LE MONDE DE JULIEN - 6E PARTIE

Voyage intérieur
Julien en avait tellement entendu parlé. Il avait lu des articles et même un bouquin là-dessus. Du coup après une demie-heure sans aucun effet, il était un peu déçu.
« On s’était installé à la terrasse du Manava, le café à l’angle de l’avenue Bruat. Y avait Sony, Agnel, Mata, Alan, Sylvain, Jean-Marc et moi, Julien. On avait commandé à boire en attendant. C’était la première fois pour chacun de nous. On était coutumiers du pétard, mais ce truc mythique, que même les Beatles avait écrit une chanson dessus, c’était une première.
Les discussions allaient bon train, ça rigolait de conneries comme d’habitude.
Trente minute, trente-cinq, quarante, quarante-cinq… C’est là que j’ai commencé à voir la table onduler. Littéralement. « Wouah! » j’ai dit, "Vous avez vu? Y a la table qui ondule!"
Le serveur s’est retourné, genre WTF (bien que l’expression n’existait pas encore). Sony m’a donné un coup de pied sous la table. « On va y aller », il a dit. On a réglé l’addition et on est sorti. Moi, je rigolais nerveusement. C’est pas que la table qui ondulait, c’était tout le décors! Personnages compris.

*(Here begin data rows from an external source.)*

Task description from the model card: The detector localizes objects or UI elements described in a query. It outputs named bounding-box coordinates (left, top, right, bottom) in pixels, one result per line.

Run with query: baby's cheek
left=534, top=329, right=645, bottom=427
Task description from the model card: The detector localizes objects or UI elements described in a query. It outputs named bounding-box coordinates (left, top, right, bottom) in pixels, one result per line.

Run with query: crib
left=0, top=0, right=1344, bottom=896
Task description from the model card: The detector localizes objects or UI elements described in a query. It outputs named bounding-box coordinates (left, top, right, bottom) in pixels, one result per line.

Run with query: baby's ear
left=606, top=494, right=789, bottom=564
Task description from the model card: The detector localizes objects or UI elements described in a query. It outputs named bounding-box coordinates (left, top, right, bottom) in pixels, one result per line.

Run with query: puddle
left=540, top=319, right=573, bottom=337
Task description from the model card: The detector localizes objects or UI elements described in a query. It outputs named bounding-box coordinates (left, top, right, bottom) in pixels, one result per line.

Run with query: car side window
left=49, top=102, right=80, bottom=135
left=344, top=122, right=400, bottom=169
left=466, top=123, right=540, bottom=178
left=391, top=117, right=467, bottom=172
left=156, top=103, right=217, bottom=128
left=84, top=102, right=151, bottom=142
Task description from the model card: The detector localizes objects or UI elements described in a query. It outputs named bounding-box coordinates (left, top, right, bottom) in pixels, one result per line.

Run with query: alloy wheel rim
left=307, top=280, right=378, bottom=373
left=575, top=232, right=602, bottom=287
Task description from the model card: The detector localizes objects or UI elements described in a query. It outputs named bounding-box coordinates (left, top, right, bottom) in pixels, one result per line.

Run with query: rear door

On a roulé jusqu’à l’îlot de l’hôtel Maeva Beach. Un endroit féérique relié à la plage par un petit pont de bois. C’était le début de la soirée, le soleil était couché depuis deux heures mais l’endroit était éclairé par des lampadaires.
C’était notre spot favori pour passer des soirées entre potes. On fumait des joints et on racontait des histoires, hilares, jusqu’à pas d’heure.
Mais ce soir-là, c’était spécial. On a échangé pendant probablement une heure à propos des effets. C’était ahurissant. On était transportés dans un monde fantasmagorique avec des couleurs très saturées et tout en mouvement. On regardait un visage et il partait dans tous les sens. On se serait crus projetés dans le dessin animé Fantasia. Sauf que là, c’était réel. On était dedans.
Au bout d’un moment (la notion de temps était complètement déformée, elle aussi), l’effet est devenu tellement fort qu’on n’arrivait pratiquement plus à interagir. Ce qui se passait à l’intérieur était tellement intense que le désir de regarder à l’extérieur a disparu. J’ai fermé les yeux et j’ai commencé un voyage dans un rêve éveillé. Mes perceptions étaient multipliées par mille. Il n’y avait plus 4 dimensions mais une infinité.
A un moment, j’ai fixé mon attention sur un détail de ma vision. J’ai fait un zoom avant comme dans les films et je suis entré dans un point du paysage. De "l’autre côté", il y avait un autre univers et je savais que chaque point de ce nouvel univers pouvait être traversé pour accéder à une infinitude d’autre mondes. Chaque personnage, moi y compris, avait aussi une multitude d’existences simultanées qui expérimentaient l’infinité des réactions possibles pour chaque situation, à chaque instant. Du coup, je voyais les gens que je connaissais d’un point de vue complètement différent. Avec une grande bienveillance. Car comme moi, ils expérimentaient le monde - les mondes. J’étais absolument ébahi de ne découvrir que maintenant ce qui m’apparaissait comme la véritable réalité.
Il m’est impossible de raconter cette expérience qui a duré des heures parce qu’une fois "revenu", une fois les effets passés, on perd la capacité de percevoir cette réalité. Et donc, on l’oublie en grande partie. Je sais juste que je l’ai vue.
Par la suite, j’ai réessayé de retourner dans ce monde sans jamais y parvenir. Les fois suivantes étaient de véritable cauchemars éveillés. Je suis convaincu que comme pour toute les expériences - toutes sans exception - le simple fait d’essayer de les revivre est cela même qui nous plonge forcément dans une déception. Essayer de revivre le passé est la recette pour être insatisfait, frustré, désillusionné. La vie, c’est forcément quelque chose de nouveau, de différent de tout ce que l’on a vécu. On ne peut la percevoir qu’à travers des yeux candides qui s’émerveillent.